Dividends have long been recommended by financial experts as a solid retirement investment. But your plan should not be to retire on dividends alone. Here’s why.
You need more protection
Many companies that pay dividends do so consistently. However, the reality is that dividend income is never guaranteed.
When companies issue bonds, there is a contractual obligation to make interest payments. That same obligation does not exist for dividends.
Dividends are a way for companies to share wealth with stockholders. But companies can also choose to reinvest more money in their respective businesses. They can do so by cutting their dividends or, in some cases, eliminating dividend payments completely. For this reason, you cannot rely on dividends alone as a retirement income stream.

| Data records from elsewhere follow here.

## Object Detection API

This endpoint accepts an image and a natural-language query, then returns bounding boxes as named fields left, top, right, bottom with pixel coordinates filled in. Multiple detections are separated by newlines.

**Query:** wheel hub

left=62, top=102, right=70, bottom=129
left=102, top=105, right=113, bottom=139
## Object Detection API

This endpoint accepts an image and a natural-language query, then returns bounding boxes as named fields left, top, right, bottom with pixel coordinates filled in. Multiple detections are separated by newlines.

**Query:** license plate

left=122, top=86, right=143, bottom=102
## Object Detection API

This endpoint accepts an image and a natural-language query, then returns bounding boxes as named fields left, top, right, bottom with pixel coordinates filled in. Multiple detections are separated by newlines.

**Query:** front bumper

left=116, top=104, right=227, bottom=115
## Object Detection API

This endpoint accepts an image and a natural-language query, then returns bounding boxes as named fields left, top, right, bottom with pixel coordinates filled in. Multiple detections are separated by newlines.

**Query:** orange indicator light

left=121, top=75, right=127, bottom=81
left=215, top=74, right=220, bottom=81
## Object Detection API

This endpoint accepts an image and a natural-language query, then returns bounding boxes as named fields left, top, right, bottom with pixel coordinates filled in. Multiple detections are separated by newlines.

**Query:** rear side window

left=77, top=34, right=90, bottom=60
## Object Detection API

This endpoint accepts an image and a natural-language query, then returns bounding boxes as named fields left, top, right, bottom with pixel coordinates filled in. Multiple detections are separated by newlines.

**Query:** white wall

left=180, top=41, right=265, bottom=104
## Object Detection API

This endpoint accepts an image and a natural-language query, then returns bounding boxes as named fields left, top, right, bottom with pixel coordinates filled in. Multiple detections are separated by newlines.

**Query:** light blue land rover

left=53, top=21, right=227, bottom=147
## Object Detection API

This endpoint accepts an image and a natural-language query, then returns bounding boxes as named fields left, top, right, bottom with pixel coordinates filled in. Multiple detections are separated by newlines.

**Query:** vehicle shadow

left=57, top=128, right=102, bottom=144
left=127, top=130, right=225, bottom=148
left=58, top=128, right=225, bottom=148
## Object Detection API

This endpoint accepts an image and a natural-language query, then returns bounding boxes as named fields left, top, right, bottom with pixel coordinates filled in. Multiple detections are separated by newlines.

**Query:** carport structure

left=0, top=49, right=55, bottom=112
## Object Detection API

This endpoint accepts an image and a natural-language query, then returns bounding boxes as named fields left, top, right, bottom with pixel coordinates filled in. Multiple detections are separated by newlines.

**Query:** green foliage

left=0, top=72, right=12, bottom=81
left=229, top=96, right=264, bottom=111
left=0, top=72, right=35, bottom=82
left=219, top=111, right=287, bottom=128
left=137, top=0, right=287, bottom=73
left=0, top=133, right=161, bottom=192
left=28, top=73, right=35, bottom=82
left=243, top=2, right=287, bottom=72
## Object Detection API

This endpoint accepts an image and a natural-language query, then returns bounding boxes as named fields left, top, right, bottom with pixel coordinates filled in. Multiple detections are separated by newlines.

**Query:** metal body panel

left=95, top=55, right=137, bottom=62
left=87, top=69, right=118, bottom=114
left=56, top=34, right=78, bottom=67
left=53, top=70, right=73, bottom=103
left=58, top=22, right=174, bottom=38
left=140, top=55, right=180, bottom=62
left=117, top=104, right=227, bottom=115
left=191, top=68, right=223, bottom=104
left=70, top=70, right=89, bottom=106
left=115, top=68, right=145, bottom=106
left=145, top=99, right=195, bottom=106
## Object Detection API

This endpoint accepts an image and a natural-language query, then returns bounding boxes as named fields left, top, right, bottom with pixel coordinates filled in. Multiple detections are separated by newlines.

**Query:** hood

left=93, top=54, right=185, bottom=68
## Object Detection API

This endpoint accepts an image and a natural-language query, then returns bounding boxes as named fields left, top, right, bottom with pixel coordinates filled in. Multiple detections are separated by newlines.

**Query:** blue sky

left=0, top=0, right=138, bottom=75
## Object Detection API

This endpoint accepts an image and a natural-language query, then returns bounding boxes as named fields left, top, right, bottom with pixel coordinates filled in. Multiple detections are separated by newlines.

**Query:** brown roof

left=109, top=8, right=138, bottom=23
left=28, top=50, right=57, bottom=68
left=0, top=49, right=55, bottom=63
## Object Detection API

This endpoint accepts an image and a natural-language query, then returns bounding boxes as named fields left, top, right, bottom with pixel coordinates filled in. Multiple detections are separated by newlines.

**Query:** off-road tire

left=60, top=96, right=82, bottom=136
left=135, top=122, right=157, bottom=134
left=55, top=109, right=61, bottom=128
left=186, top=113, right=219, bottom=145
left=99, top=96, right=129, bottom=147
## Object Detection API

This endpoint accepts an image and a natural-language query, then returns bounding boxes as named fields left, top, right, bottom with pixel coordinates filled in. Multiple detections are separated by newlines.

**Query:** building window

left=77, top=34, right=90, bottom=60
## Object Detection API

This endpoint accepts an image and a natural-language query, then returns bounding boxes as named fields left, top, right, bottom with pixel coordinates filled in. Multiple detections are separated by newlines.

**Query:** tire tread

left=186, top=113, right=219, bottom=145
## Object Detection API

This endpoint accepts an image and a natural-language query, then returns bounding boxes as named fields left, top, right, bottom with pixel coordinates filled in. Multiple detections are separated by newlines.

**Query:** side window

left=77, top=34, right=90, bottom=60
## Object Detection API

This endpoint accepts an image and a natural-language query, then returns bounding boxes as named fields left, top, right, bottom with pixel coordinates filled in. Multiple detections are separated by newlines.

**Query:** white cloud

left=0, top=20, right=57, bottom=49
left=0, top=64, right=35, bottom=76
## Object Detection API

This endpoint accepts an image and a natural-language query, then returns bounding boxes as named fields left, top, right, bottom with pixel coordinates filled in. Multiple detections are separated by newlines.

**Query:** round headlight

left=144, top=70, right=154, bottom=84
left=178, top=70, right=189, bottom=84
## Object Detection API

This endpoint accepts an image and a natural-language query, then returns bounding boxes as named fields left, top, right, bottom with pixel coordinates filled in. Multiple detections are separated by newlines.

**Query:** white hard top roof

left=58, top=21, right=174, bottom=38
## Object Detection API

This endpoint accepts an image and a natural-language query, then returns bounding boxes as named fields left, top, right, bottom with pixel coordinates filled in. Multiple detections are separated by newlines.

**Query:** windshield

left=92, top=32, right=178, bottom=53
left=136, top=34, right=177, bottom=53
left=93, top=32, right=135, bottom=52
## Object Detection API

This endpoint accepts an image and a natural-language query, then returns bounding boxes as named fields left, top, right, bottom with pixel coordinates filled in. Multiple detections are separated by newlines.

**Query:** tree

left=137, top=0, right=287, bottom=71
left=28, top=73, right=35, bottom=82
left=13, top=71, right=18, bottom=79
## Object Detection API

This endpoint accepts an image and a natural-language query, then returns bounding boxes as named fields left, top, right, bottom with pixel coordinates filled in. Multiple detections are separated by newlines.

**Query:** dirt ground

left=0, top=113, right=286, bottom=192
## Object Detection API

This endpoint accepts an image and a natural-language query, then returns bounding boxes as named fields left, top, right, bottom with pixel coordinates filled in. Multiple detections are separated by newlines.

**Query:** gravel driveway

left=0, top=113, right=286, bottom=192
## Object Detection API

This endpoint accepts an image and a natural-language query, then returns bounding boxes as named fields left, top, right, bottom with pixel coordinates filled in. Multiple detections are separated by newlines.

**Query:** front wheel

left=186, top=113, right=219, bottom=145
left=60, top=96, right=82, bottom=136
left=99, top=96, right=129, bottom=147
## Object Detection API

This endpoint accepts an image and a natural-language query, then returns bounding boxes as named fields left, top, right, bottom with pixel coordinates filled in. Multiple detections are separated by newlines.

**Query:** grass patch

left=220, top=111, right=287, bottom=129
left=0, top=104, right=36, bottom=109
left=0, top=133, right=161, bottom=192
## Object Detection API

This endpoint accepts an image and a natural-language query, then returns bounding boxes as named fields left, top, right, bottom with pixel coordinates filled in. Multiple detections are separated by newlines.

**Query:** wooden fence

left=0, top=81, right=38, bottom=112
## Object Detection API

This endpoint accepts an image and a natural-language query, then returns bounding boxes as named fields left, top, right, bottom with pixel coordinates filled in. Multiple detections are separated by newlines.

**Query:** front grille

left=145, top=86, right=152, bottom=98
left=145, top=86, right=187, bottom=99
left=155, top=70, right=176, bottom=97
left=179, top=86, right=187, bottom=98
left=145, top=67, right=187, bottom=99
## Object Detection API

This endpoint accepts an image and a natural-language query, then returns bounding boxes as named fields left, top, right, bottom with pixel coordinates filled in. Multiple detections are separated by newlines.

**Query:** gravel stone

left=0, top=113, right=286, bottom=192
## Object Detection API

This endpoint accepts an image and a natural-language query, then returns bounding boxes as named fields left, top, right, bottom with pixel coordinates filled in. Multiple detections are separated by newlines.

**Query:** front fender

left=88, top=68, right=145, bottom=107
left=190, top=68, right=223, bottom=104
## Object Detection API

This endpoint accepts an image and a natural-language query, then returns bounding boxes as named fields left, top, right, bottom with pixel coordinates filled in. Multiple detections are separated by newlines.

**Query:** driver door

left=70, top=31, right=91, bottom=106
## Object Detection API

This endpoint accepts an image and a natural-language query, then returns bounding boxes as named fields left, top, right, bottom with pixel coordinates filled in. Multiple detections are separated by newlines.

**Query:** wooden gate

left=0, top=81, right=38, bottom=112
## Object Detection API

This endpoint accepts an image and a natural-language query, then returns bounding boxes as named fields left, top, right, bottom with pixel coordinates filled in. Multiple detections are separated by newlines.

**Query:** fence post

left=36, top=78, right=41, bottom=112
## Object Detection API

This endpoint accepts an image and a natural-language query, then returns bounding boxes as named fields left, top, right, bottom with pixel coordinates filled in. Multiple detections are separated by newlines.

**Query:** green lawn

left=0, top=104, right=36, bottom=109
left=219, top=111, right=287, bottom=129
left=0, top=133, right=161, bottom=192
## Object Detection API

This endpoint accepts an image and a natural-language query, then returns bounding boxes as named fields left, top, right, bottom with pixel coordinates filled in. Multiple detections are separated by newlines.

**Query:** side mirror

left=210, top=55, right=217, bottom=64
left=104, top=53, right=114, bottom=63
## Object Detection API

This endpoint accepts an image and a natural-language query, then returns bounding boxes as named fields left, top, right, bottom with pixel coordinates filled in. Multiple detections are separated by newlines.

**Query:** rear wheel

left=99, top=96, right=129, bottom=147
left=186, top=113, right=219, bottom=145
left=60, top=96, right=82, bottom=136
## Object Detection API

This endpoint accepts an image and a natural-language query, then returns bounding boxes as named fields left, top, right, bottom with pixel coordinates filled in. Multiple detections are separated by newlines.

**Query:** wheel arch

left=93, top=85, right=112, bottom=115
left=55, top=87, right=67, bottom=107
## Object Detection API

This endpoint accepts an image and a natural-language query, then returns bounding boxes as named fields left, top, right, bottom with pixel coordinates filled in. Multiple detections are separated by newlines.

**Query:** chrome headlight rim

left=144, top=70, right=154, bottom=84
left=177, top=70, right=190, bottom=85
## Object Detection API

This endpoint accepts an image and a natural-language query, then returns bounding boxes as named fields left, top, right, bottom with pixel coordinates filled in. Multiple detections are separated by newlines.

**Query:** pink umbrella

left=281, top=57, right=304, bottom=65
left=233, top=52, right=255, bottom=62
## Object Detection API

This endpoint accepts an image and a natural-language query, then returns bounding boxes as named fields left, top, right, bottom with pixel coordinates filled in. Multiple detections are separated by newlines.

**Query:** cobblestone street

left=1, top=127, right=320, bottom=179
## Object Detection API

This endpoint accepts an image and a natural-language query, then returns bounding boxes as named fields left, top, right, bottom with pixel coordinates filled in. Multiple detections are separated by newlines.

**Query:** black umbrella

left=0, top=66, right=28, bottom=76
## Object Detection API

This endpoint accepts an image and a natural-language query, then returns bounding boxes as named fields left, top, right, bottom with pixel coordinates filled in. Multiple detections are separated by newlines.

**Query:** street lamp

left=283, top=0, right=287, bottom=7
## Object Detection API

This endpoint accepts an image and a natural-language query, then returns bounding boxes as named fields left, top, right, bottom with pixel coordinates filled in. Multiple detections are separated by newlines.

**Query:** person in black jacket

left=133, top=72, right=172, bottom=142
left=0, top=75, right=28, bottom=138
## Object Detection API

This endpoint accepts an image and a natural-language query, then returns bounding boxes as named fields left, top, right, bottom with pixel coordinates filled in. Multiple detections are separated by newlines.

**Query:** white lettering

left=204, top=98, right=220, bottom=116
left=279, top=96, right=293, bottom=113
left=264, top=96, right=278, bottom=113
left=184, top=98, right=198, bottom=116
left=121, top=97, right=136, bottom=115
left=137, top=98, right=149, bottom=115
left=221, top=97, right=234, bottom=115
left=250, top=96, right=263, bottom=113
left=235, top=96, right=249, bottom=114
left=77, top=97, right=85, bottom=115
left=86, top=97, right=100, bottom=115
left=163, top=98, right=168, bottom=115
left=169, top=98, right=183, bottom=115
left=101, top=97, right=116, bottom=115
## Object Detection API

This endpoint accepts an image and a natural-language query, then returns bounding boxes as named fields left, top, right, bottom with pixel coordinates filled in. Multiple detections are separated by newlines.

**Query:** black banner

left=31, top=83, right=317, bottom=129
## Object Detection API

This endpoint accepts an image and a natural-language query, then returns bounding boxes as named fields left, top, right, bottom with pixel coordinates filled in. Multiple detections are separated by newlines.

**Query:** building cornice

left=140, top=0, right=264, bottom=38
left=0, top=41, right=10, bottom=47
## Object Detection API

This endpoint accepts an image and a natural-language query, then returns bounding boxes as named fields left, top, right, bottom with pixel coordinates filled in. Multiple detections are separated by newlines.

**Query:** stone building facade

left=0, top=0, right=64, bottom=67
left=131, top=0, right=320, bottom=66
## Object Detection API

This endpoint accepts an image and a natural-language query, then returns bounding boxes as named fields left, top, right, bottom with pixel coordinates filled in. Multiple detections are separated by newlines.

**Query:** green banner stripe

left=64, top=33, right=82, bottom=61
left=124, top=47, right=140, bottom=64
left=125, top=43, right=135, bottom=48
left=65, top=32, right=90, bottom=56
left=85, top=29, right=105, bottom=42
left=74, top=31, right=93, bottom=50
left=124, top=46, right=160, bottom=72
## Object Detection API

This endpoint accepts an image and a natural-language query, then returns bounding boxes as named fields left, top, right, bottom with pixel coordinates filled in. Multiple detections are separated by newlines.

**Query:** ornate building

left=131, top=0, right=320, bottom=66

Plus, the value of your dividend stocks could decline, taking your portfolio down in the process. Dividend stocks don’t tend to be quite as volatile as growth stocks, but that doesn’t mean they aren’t subject to changes in value.
Generally speaking, bonds tend to be more stable than stocks as a broad asset class, and that extends to dividend stocks. And cash is a whole lot safer than any stock you might hold.
You need diversification
Retiring on dividends alone might seem like a good plan, but it’s important that your portfolio be diversified. The way you set it up should depend on factors that include your income needs and risk tolerance.
In general, on top of dividend stocks, you should aim for your portfolio to include:
- Bonds, which pay guaranteed interest
- Cash, whose value can’t change based on market conditions
In fact, it’s usually a good idea to maintain enough of a cash position in your portfolio to cover one to two years of retirement expenses. That way, if you need to leave your other assets untouched during a stock market downturn, you have that option.
If you’re going to rely heavily on dividends for retirement income, you may want to focus on companies that have steadily increased their dividends over the past few decades. Some of these include:
- Procter & Gamble (PG)
- Coca-Cola (KO)
- Colgate-Palmolive (CL)
- Lowe’s (LOW)
- Consolidated Edison (ED)
Dividend ETFs are also a good option. Some you may want to consider could include:
- The Schwab U.S. Dividend Equity ETF (SCHD)
- The Vanguard High Dividend Yield ETF (VYM)
- The SPDR Portfolio S&P 500 High Dividend ETF (SPYD)
It’s also a good idea to work with a financial advisor to set up a retirement portfolio that’s designed to generate income. An advisor can make specific recommendations based on your income needs and feelings about risk.